The plain, difficult sense of scripture

Calvin argued for the self-evident clarity of the Bible—the same Bible he wrote thousands of pages about.

In his preface to the Geneva French Bible, John Calvin exhorts: “You who call yourselves bishops and pastors of the poor people, see to it that the sheep of Jesus Christ are not deprived of their proper pasture; and that it is not prohibited and forbidden to any Christian freely and in his own language to read, handle, and hear this holy gospel.”

This statement is about the church and its book, a community made by and for knowing God’s purposes and thereby reflecting God’s glory by reading, handling, and hearing this good news.
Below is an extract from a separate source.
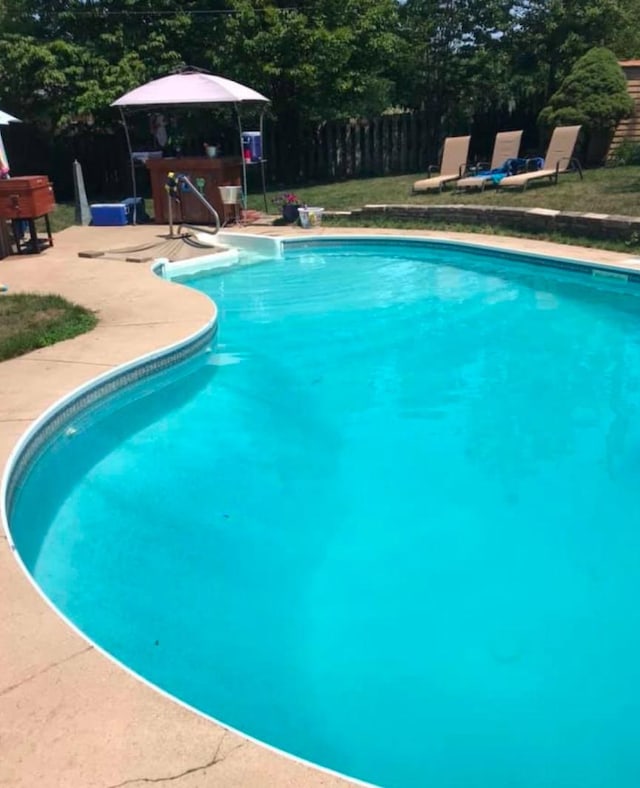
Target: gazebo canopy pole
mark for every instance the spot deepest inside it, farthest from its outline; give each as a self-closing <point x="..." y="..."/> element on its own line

For Calvin, the life, identity, and well-being of the church can only be sustained and enacted by the Word of God that constitutes, redeems, and re-creates our life. By this pasture alone does knowledge of God come uniquely and specially to God’s people. What the church is hungering for, what alone can nourish and sustain us in our life of faith, comes from our having direct and unmediated access to the Word written.
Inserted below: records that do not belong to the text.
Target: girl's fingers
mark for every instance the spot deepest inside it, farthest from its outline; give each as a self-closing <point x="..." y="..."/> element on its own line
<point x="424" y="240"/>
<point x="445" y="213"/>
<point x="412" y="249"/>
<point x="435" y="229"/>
Calvin, like many of the Reformers, spoke confidently about “the perspicuity of Scripture.” He was convinced that just as the gospel of Jesus Christ is available for every kind of person, so the Bible, which proclaims this good news, must be as well. This double conviction is evident from his very first Reformed writing, the preface to Olivétan’s New Testament. He explains that the fulfillment of the Old Testament law and the reconciliation of God in Christ “is what is stated plainly in the [New Testament] and set forth there openly.” The purpose of the translation is “to enable all Christians, men and women, who know the French language, to understand and acknowledge the law they ought to obey and the faith they ought to follow.” Scripture makes plain both our human need and God’s way for salvation; this is the core of the claim of perspicuity.